====== Revisions to Slurm Configuration v1.1.3 on Caviness ======

This document summarizes alterations to the Slurm job scheduler configuration on the Caviness cluster.

===== Issues =====

==== Nominal node memory size is not an appropriate limit ====

When the [[technical:slurm:arraysize-and-nodecounts|v1.1.3 configuration]] was activated on 2019-02-18, all nodes in the cluster began transitioning into the DRAIN state.  The DRAIN state keeps a node online while preventing any new jobs from being scheduled to it.  The reason Slurm cited for this was:

<code>
Reason=Low RealMemory
</code>

Each node runs a Slurm job execution daemon (slurmd) that reports back to the scheduler every few minutes; included in that report are the base resource levels:  socket count, core count, physical memory size, ''/tmp'' disk size.  To effect the v1.1.3 changes we altered Slurm to use //FastSchedule=1// which only consults the resource levels explicitly specified in the Slurm configuration and ignores what the nodes report for those levels.  As it turns out:

<WRAP negative round>
Slurm //FastSchedule=1// causes the scheduler to ignore resource levels reported by slurmd when scheduling jobs, but **does not** prevent it from noticing disparity between configured and actual levels and reacting by DRAINing the node.
</WRAP>

Many nodes transitioned to the DRAIN state within the first 30 minutes after the v1.1.3 changes were activated:  the scheduler noticed that the reported memory size (e.g. 128813) was less than the configured size (nominal 128 GB = 131072).

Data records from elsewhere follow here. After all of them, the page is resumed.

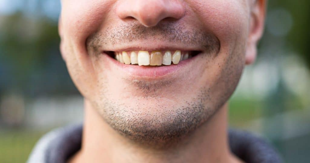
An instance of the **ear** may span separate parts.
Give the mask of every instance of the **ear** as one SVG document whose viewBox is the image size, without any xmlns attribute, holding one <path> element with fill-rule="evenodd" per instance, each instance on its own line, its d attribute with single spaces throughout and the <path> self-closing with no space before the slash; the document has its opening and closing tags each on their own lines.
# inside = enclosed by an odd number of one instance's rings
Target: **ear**
<svg viewBox="0 0 310 163">
<path fill-rule="evenodd" d="M 255 60 L 257 43 L 263 34 L 266 16 L 267 0 L 251 0 L 250 26 L 246 52 L 246 64 L 249 65 Z"/>
</svg>

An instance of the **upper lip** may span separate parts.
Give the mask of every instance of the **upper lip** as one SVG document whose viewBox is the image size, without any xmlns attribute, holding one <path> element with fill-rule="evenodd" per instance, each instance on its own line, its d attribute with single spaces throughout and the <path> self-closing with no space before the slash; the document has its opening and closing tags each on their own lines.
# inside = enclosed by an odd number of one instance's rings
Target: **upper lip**
<svg viewBox="0 0 310 163">
<path fill-rule="evenodd" d="M 105 48 L 102 51 L 122 52 L 143 50 L 152 51 L 155 50 L 180 50 L 181 51 L 203 51 L 202 48 L 193 47 L 183 44 L 168 43 L 136 43 L 128 45 L 117 45 L 113 48 Z"/>
</svg>

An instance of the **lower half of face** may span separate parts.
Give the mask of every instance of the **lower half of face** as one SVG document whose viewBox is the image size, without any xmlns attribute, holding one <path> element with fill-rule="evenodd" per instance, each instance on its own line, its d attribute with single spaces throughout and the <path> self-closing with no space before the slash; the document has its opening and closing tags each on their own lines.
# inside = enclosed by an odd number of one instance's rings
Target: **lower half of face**
<svg viewBox="0 0 310 163">
<path fill-rule="evenodd" d="M 246 23 L 211 11 L 217 21 L 196 10 L 198 16 L 159 27 L 103 23 L 85 40 L 67 34 L 63 54 L 80 92 L 111 127 L 140 142 L 166 143 L 206 122 L 227 101 L 242 73 L 246 37 L 240 31 Z M 111 14 L 104 15 L 114 17 Z M 66 30 L 75 30 L 70 27 Z"/>
</svg>

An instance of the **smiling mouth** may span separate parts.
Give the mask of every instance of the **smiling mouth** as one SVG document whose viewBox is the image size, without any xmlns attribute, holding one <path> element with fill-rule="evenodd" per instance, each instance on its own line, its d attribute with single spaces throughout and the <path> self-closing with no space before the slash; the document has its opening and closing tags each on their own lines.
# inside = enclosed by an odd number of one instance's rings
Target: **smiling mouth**
<svg viewBox="0 0 310 163">
<path fill-rule="evenodd" d="M 180 50 L 131 51 L 107 51 L 104 52 L 120 62 L 139 66 L 167 66 L 193 57 L 201 51 Z"/>
</svg>

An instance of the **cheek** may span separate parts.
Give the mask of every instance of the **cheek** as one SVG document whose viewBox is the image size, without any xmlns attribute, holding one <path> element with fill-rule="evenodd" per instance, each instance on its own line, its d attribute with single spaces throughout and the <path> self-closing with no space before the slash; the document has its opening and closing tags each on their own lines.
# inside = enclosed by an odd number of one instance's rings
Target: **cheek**
<svg viewBox="0 0 310 163">
<path fill-rule="evenodd" d="M 84 47 L 87 37 L 98 31 L 104 23 L 113 1 L 64 1 L 61 16 L 64 33 L 75 44 Z"/>
<path fill-rule="evenodd" d="M 221 49 L 231 48 L 234 43 L 245 41 L 248 33 L 250 16 L 247 4 L 236 0 L 200 1 L 193 1 L 193 3 L 200 3 L 192 5 L 194 12 L 205 29 L 218 37 Z"/>
</svg>

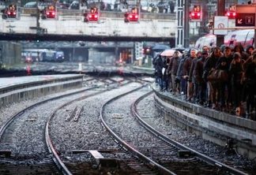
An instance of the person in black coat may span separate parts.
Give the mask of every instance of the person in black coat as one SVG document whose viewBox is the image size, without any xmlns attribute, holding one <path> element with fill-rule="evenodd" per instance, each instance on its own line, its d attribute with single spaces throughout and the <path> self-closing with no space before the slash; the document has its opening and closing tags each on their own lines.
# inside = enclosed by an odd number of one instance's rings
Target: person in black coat
<svg viewBox="0 0 256 175">
<path fill-rule="evenodd" d="M 226 107 L 231 108 L 231 95 L 232 95 L 232 86 L 231 86 L 231 76 L 229 75 L 229 67 L 232 61 L 233 56 L 232 54 L 232 49 L 229 47 L 225 47 L 224 49 L 224 56 L 220 57 L 216 62 L 216 69 L 224 70 L 228 75 L 229 78 L 227 81 L 220 82 L 220 107 L 222 110 L 225 110 Z M 225 89 L 227 87 L 227 93 Z M 225 98 L 225 94 L 227 96 Z"/>
<path fill-rule="evenodd" d="M 255 87 L 256 87 L 256 50 L 253 51 L 252 61 L 248 65 L 245 72 L 247 97 L 247 117 L 254 110 Z"/>
<path fill-rule="evenodd" d="M 243 76 L 243 61 L 242 55 L 239 52 L 235 52 L 233 54 L 233 60 L 231 62 L 229 72 L 232 76 L 232 86 L 233 102 L 235 106 L 235 113 L 240 114 L 241 111 L 241 95 L 242 95 L 242 84 L 241 78 Z"/>
<path fill-rule="evenodd" d="M 164 81 L 163 81 L 163 69 L 166 67 L 166 61 L 164 61 L 164 57 L 159 55 L 156 60 L 156 76 L 158 84 L 160 88 L 160 91 L 164 90 Z"/>
<path fill-rule="evenodd" d="M 198 96 L 199 96 L 199 104 L 203 105 L 206 100 L 206 82 L 203 79 L 204 73 L 204 64 L 208 57 L 208 51 L 203 50 L 201 53 L 201 58 L 197 61 L 195 65 L 195 84 L 198 86 Z"/>
</svg>

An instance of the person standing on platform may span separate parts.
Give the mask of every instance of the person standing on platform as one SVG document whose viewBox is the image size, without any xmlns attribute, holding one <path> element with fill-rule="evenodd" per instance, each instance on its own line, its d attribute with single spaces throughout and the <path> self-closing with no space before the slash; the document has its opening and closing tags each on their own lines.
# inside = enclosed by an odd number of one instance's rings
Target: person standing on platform
<svg viewBox="0 0 256 175">
<path fill-rule="evenodd" d="M 195 84 L 198 86 L 199 104 L 203 105 L 206 102 L 206 81 L 203 79 L 204 64 L 208 57 L 208 51 L 203 50 L 201 58 L 199 58 L 195 65 Z"/>
<path fill-rule="evenodd" d="M 210 71 L 214 71 L 216 69 L 216 64 L 218 61 L 218 59 L 220 58 L 221 53 L 220 47 L 215 47 L 213 49 L 213 52 L 211 54 L 211 55 L 206 59 L 205 64 L 204 65 L 204 71 L 206 71 L 208 73 Z M 208 75 L 207 73 L 207 75 Z M 209 84 L 209 91 L 210 91 L 210 101 L 208 99 L 208 106 L 210 106 L 210 103 L 212 102 L 212 108 L 216 109 L 216 98 L 217 98 L 217 93 L 220 93 L 219 90 L 219 83 L 218 82 L 209 82 L 208 81 L 208 84 Z"/>
<path fill-rule="evenodd" d="M 186 100 L 188 102 L 191 101 L 192 94 L 193 94 L 193 88 L 192 88 L 192 80 L 189 79 L 189 73 L 190 71 L 192 61 L 196 58 L 196 50 L 195 49 L 190 50 L 190 56 L 187 57 L 185 59 L 184 65 L 183 67 L 183 79 L 186 80 L 187 81 L 187 99 Z"/>
<path fill-rule="evenodd" d="M 175 95 L 178 90 L 178 87 L 177 87 L 178 84 L 175 82 L 175 78 L 177 76 L 179 65 L 179 52 L 175 51 L 173 56 L 171 58 L 170 63 L 167 69 L 167 73 L 171 74 L 172 95 Z"/>
<path fill-rule="evenodd" d="M 193 101 L 198 102 L 198 84 L 195 82 L 195 66 L 197 64 L 197 61 L 199 58 L 201 58 L 201 51 L 198 51 L 196 54 L 196 57 L 192 60 L 191 67 L 189 73 L 189 80 L 191 80 L 192 81 L 192 97 Z"/>
<path fill-rule="evenodd" d="M 228 110 L 230 110 L 231 108 L 232 85 L 231 85 L 231 76 L 229 74 L 228 69 L 232 61 L 232 49 L 229 47 L 225 47 L 224 49 L 224 56 L 221 56 L 220 58 L 216 65 L 216 69 L 224 70 L 228 75 L 228 79 L 227 81 L 220 82 L 219 84 L 220 107 L 222 111 L 224 112 L 226 110 L 227 107 Z"/>
<path fill-rule="evenodd" d="M 164 90 L 163 69 L 164 67 L 164 57 L 159 55 L 156 60 L 156 74 L 160 91 Z"/>
<path fill-rule="evenodd" d="M 252 52 L 252 61 L 247 67 L 245 72 L 247 96 L 246 117 L 249 117 L 250 112 L 255 110 L 255 87 L 256 87 L 256 50 Z"/>
<path fill-rule="evenodd" d="M 243 73 L 242 55 L 239 52 L 235 52 L 233 59 L 231 62 L 229 72 L 232 76 L 232 86 L 233 102 L 235 107 L 235 113 L 239 115 L 241 112 L 241 95 L 242 95 L 242 84 L 241 79 Z"/>
</svg>

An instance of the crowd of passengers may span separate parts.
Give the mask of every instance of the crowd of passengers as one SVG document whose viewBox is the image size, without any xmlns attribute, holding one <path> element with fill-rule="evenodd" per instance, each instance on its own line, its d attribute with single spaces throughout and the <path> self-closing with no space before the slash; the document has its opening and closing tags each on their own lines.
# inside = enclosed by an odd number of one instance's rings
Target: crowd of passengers
<svg viewBox="0 0 256 175">
<path fill-rule="evenodd" d="M 246 50 L 240 43 L 234 48 L 211 50 L 204 46 L 202 51 L 190 49 L 182 57 L 178 51 L 172 57 L 158 55 L 153 63 L 160 91 L 181 94 L 188 102 L 223 111 L 233 110 L 236 114 L 246 102 L 247 117 L 255 110 L 256 49 L 253 46 Z M 217 69 L 223 70 L 223 76 L 228 78 L 209 80 L 209 75 Z"/>
</svg>

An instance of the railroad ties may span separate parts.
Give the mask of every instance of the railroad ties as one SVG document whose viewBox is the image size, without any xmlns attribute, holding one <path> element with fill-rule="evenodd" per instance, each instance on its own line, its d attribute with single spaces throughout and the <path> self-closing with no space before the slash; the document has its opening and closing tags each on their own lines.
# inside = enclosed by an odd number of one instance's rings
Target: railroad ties
<svg viewBox="0 0 256 175">
<path fill-rule="evenodd" d="M 76 106 L 70 114 L 67 114 L 67 117 L 66 117 L 66 121 L 77 121 L 79 119 L 80 114 L 81 111 L 83 111 L 84 106 Z"/>
</svg>

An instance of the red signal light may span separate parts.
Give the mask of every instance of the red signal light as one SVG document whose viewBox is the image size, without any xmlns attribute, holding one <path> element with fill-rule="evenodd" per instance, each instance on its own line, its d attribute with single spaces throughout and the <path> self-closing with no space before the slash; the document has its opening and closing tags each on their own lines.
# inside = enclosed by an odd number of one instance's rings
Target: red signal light
<svg viewBox="0 0 256 175">
<path fill-rule="evenodd" d="M 236 13 L 235 12 L 226 12 L 226 16 L 228 17 L 228 18 L 235 18 Z"/>
<path fill-rule="evenodd" d="M 16 11 L 7 11 L 8 17 L 16 17 Z"/>
<path fill-rule="evenodd" d="M 98 14 L 97 13 L 90 13 L 88 15 L 89 21 L 98 21 Z"/>
<path fill-rule="evenodd" d="M 47 11 L 46 15 L 47 18 L 55 18 L 55 11 Z"/>
<path fill-rule="evenodd" d="M 130 21 L 137 21 L 138 15 L 137 14 L 130 14 L 129 15 L 129 20 Z"/>
<path fill-rule="evenodd" d="M 200 20 L 201 13 L 200 12 L 191 12 L 190 17 L 192 20 Z"/>
</svg>

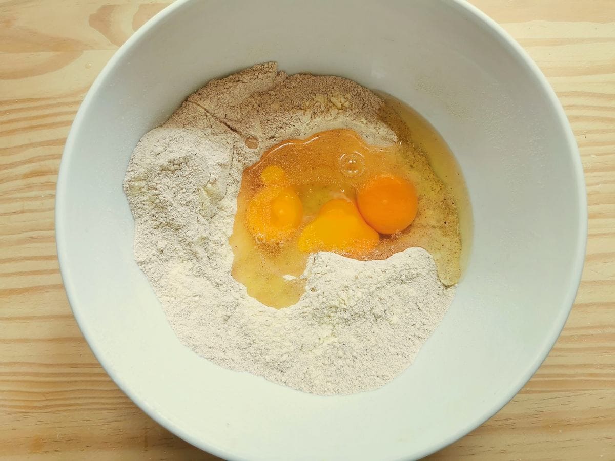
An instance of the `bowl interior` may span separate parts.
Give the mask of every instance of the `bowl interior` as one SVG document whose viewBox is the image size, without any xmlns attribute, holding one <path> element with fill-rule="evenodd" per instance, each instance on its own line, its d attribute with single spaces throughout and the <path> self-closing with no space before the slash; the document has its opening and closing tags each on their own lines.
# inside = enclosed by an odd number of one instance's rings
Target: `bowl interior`
<svg viewBox="0 0 615 461">
<path fill-rule="evenodd" d="M 473 242 L 454 301 L 415 363 L 377 391 L 316 396 L 197 357 L 133 258 L 122 181 L 138 140 L 209 79 L 269 60 L 404 101 L 441 133 L 466 179 Z M 578 285 L 584 197 L 552 92 L 471 7 L 188 0 L 122 48 L 80 109 L 58 179 L 58 254 L 101 363 L 191 443 L 231 459 L 414 458 L 490 417 L 546 357 Z"/>
</svg>

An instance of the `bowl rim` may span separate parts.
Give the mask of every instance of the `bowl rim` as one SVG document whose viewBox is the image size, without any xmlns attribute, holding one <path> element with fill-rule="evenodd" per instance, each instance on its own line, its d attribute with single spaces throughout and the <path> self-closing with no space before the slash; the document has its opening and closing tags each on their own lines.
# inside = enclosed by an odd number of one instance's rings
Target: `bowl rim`
<svg viewBox="0 0 615 461">
<path fill-rule="evenodd" d="M 167 16 L 176 10 L 184 7 L 185 5 L 194 1 L 177 0 L 161 10 L 154 17 L 140 28 L 115 52 L 111 58 L 105 65 L 88 90 L 71 127 L 60 161 L 55 203 L 56 245 L 60 271 L 71 309 L 79 328 L 87 342 L 88 346 L 111 379 L 113 380 L 122 392 L 148 416 L 173 434 L 197 448 L 204 450 L 210 454 L 224 459 L 237 460 L 241 459 L 241 458 L 216 446 L 213 441 L 205 441 L 193 436 L 172 420 L 168 419 L 164 414 L 158 412 L 148 402 L 142 400 L 140 395 L 133 392 L 130 386 L 123 380 L 122 377 L 117 374 L 114 369 L 109 366 L 109 364 L 106 362 L 101 351 L 97 349 L 96 344 L 91 341 L 92 333 L 88 327 L 85 316 L 83 314 L 85 310 L 82 310 L 76 305 L 77 303 L 73 294 L 74 289 L 71 273 L 68 269 L 68 258 L 65 250 L 65 248 L 69 245 L 69 242 L 65 237 L 65 226 L 63 224 L 63 223 L 65 222 L 64 216 L 66 212 L 65 203 L 66 203 L 65 197 L 67 195 L 67 183 L 69 181 L 67 170 L 68 170 L 68 165 L 71 163 L 73 157 L 78 155 L 74 148 L 76 143 L 75 140 L 77 137 L 77 133 L 81 130 L 81 125 L 84 120 L 84 114 L 87 111 L 88 106 L 93 99 L 95 94 L 101 87 L 103 82 L 111 71 L 111 69 L 133 45 L 143 39 L 146 34 L 150 30 L 156 27 L 159 23 L 162 22 Z M 475 418 L 473 420 L 468 421 L 457 433 L 443 438 L 438 443 L 432 444 L 432 446 L 424 449 L 422 452 L 418 452 L 417 454 L 418 458 L 422 458 L 442 449 L 478 428 L 506 406 L 532 377 L 552 349 L 563 329 L 572 309 L 579 285 L 581 283 L 587 241 L 588 215 L 587 193 L 581 156 L 568 119 L 554 90 L 542 72 L 539 68 L 538 65 L 530 58 L 528 53 L 494 20 L 490 18 L 477 7 L 470 4 L 467 0 L 439 0 L 439 1 L 442 4 L 456 8 L 461 14 L 466 14 L 470 17 L 474 17 L 477 25 L 480 26 L 482 25 L 483 27 L 490 29 L 491 31 L 494 33 L 494 38 L 497 39 L 501 45 L 507 49 L 511 54 L 516 55 L 518 58 L 520 58 L 522 65 L 525 66 L 526 70 L 530 71 L 532 77 L 536 80 L 538 87 L 547 97 L 552 108 L 557 115 L 557 122 L 566 134 L 565 141 L 568 147 L 567 153 L 573 157 L 571 160 L 574 170 L 573 173 L 576 179 L 575 186 L 576 186 L 577 192 L 576 205 L 579 209 L 579 219 L 578 223 L 579 227 L 577 229 L 578 240 L 574 251 L 574 263 L 571 267 L 571 278 L 573 280 L 576 280 L 576 284 L 573 283 L 571 285 L 568 287 L 568 293 L 565 296 L 566 301 L 563 305 L 563 308 L 560 309 L 557 317 L 554 319 L 552 327 L 550 331 L 547 332 L 548 334 L 545 335 L 541 347 L 536 350 L 536 357 L 534 360 L 527 365 L 525 372 L 520 375 L 517 381 L 510 384 L 509 390 L 504 398 L 494 402 L 490 409 L 482 416 Z"/>
</svg>

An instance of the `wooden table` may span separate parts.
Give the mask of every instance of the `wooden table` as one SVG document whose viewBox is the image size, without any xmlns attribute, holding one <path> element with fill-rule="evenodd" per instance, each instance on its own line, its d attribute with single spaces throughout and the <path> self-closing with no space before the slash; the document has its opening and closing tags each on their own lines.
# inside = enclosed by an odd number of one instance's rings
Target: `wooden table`
<svg viewBox="0 0 615 461">
<path fill-rule="evenodd" d="M 615 459 L 615 0 L 475 0 L 538 62 L 581 149 L 583 280 L 549 358 L 501 411 L 433 456 Z M 214 459 L 117 388 L 77 327 L 54 231 L 69 127 L 117 48 L 165 6 L 0 0 L 0 459 Z M 562 251 L 565 251 L 563 248 Z"/>
</svg>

The changes did not need to be rolled-back, since an additional mode (//FastSchedule=2//) instructs Slurm to ignore such disparity.  Thus, the v1.1.3 changes went into production in that mode circa 10:00.

One additional problem could present itself under the v1.1.3 use of nominal physical memory size for the nodes.  Consider the following:

  * A node runs a job requesting 28 cores and 100 GiB of memory, leaving 8 cores and 28 GiB of memory available according to the node configuration.
  * The same node runs a second job that requests 4 cores and 28 GiB of memory.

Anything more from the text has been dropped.